When is the Right Time to Attend a Mediation?

When I was an attorney, I often asked myself, is this case ready to go to mediation? Or, alternatively, is it too late?  Do both parties have enough information (i.e. is it too early)?  Are both parties too invested – in time and money – and should we just take our chances at trial (i.e., is it too late)?  As with almost every legal issue, the answer is, it depends.  Here are just a few key points to think about when determining the right time to attend a mediation:

  1. Have both sides had an opportunity to conduct a fact investigation?  On the defense side in employment matters, initial fact investigations usually involve interviewing company witnesses, reviewing company emails, policies, personnel files, and other relevant records.  On the plaintiff side, plaintiff’s attorneys usually don’t have the benefit of doing a thorough fact investigation until after at least some discovery – formal or informal – has been conducted because they may not have access to the witnesses or records.  As an attorney, and now as a mediator, I have always felt that it is beneficial to both sides who want to attend early or pre-litigation mediation to exchange information.  If one side doesn’t know anything about the other’s claims/defenses, it is extremely difficult to properly evaluate the case.  Of course, a mediator can help in this process during the mediation, but it is important for the parties and attorneys to go into the mediation equipped with at least a general understanding of where the other party is coming from.    

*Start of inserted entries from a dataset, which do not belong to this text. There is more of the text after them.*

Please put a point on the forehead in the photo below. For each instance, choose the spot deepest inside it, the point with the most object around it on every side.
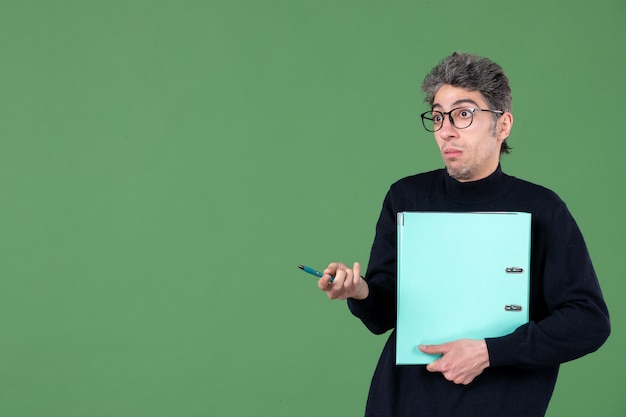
(448, 97)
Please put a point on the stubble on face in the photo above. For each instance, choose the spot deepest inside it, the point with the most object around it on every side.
(467, 170)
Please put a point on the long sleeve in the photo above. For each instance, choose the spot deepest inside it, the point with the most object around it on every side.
(569, 317)
(378, 311)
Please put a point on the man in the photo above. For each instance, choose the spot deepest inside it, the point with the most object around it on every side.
(513, 375)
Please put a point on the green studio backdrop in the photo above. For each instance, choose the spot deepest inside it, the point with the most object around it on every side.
(165, 165)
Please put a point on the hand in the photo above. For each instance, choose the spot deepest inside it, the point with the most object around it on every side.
(462, 360)
(348, 283)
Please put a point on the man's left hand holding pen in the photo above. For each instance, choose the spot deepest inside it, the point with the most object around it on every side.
(347, 282)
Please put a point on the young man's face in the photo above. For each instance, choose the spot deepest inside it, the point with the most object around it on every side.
(472, 153)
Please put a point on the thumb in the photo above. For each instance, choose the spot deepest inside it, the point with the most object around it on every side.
(432, 349)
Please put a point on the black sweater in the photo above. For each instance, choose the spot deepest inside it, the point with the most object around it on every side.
(568, 316)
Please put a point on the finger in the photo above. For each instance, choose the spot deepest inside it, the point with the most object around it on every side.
(356, 268)
(333, 267)
(324, 283)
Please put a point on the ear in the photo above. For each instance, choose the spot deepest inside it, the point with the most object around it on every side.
(505, 123)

  2. Do you have your client’s buy-in?  Employment matters are often highly emotional and personal on both sides of the aisle.  It’s normal for a plaintiff or defendant to not like the idea of settling – they want to prove a point, they want their day in court, they want the other side to suffer through until the end.  An effective mediator can, and often does, play a big role in changing the skeptical party’s mind in that regard.  But in order for a mediation to be successful, there has to be at least some interest in settling the case.  In some cases, both parties might want to avoid the costs and headache of litigation and want to settle early.  In other cases, it might be that the party has to have their deposition taken first, or they may need to lose a big motion before they obtain the level of interest needed for a mediation to succeed.  Or, perhaps, they need to be on the brink of trial (more on that below).  Every case is different and every client is different, but every mediation needs the parties’ buy-in.

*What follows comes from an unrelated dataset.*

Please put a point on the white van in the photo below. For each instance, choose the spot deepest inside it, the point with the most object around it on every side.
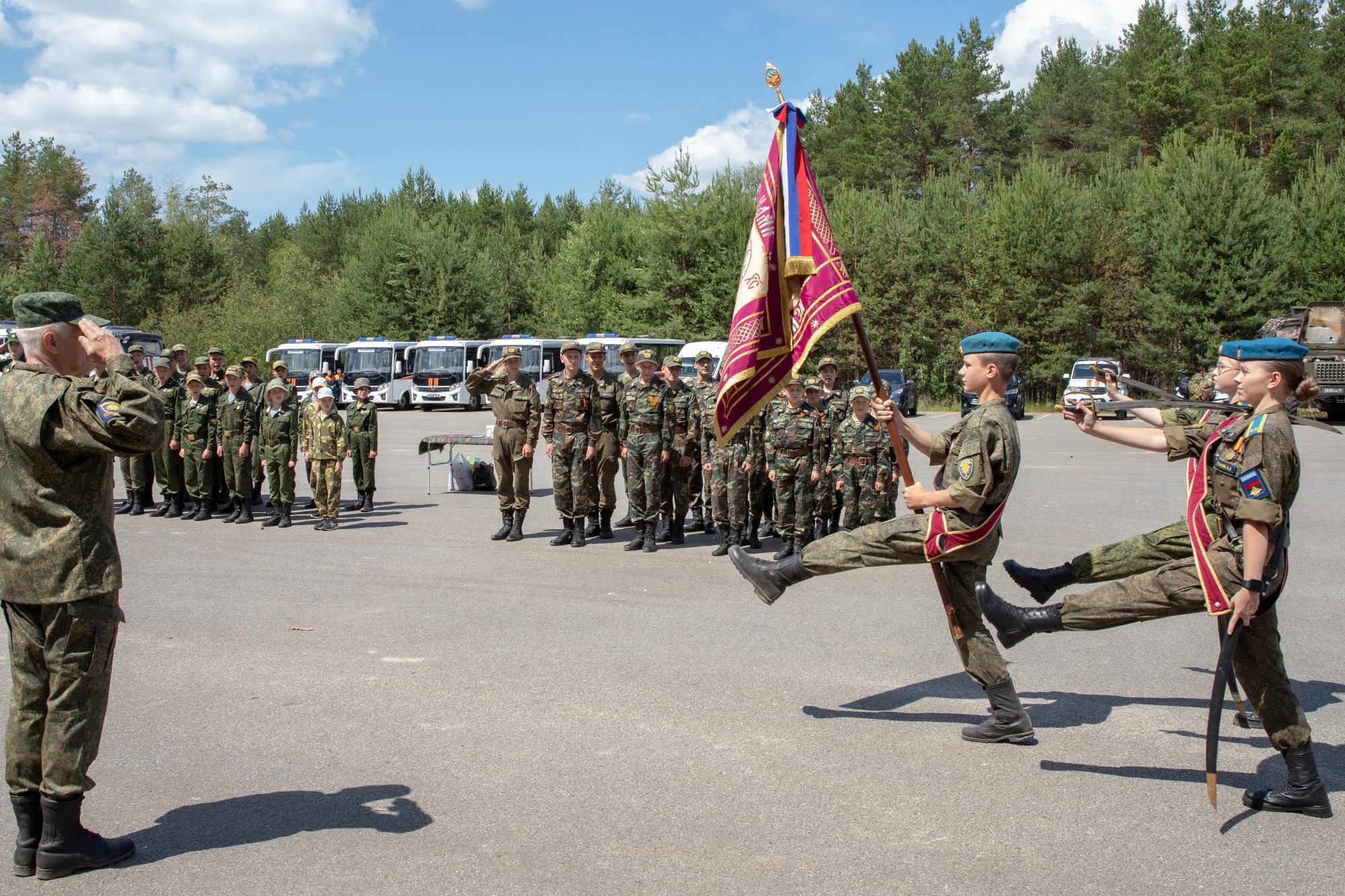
(439, 368)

  3. Are there any big events coming up in the parties’ personal/business lives that might impact timing?  In every case, litigation is only one part of the parties’ lives.  Plaintiff employees still need to get up every day and go to work or school or take care of their family.  Defendant employers still need to run a business, make sure their employees are being productive, and make sure they are planning for their business’s future.  Perhaps the employer defendant is thinking about an upcoming sale or merger and they want to settle the case before they can finalize the deal.  Or if it is a high profile matter, they might want to settle early before it gets too much press.  On either side, maybe there is a pending bankruptcy filing that needs to be taken into account.  Or on the plaintiff employee side, they might be planning an out-of-state move, and litigating in California for the next two + years would be a logistical nightmare.    

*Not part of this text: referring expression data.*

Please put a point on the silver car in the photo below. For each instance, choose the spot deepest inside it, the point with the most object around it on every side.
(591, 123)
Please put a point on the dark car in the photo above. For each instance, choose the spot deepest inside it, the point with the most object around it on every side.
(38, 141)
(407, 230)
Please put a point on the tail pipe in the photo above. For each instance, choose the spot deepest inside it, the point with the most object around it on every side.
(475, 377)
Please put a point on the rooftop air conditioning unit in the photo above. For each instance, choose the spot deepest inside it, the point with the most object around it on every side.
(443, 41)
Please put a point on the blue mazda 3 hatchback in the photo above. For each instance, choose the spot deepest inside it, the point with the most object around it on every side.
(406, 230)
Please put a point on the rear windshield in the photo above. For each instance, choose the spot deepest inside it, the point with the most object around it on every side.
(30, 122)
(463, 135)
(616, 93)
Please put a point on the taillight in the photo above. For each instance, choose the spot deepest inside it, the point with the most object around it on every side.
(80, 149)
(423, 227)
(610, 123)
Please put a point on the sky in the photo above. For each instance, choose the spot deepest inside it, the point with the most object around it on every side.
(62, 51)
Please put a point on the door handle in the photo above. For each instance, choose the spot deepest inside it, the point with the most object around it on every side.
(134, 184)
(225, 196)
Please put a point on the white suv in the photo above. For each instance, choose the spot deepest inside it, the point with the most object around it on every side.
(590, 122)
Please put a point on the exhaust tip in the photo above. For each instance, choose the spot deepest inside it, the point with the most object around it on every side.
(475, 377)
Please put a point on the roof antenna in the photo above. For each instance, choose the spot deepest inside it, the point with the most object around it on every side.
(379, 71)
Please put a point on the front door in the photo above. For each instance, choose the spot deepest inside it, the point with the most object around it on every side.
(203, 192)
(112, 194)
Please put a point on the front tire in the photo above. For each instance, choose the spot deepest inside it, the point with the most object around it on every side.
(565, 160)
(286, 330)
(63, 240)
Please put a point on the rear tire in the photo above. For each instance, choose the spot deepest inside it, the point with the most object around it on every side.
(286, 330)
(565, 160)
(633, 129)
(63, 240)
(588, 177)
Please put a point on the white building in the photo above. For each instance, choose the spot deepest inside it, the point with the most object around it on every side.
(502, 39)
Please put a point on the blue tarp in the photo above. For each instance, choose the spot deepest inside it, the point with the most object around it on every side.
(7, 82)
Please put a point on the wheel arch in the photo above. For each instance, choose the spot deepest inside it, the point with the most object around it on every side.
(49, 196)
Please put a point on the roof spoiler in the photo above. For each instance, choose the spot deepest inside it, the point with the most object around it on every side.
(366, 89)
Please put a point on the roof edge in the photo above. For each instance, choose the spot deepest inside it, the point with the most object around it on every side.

  4. Have the parties invested too much time and money to make settlement appealing?  While many attorneys have experienced the joys of settling on the courtroom steps the morning before a final status conference or jury selection, there is a point in most cases where the parties have invested so much resources (time, money, their physical/mental health), that they rather take their chances at trial/arbitration than settle.  However, some parties need to have gone through the hardship of litigation in order to be ready to settle.  

Seeing that most cases go through at least one mediation, there is no single right or wrong time to attend mediation.  However, thinking about the above issues for the specific case at hand will assist in finding a good time to mediate.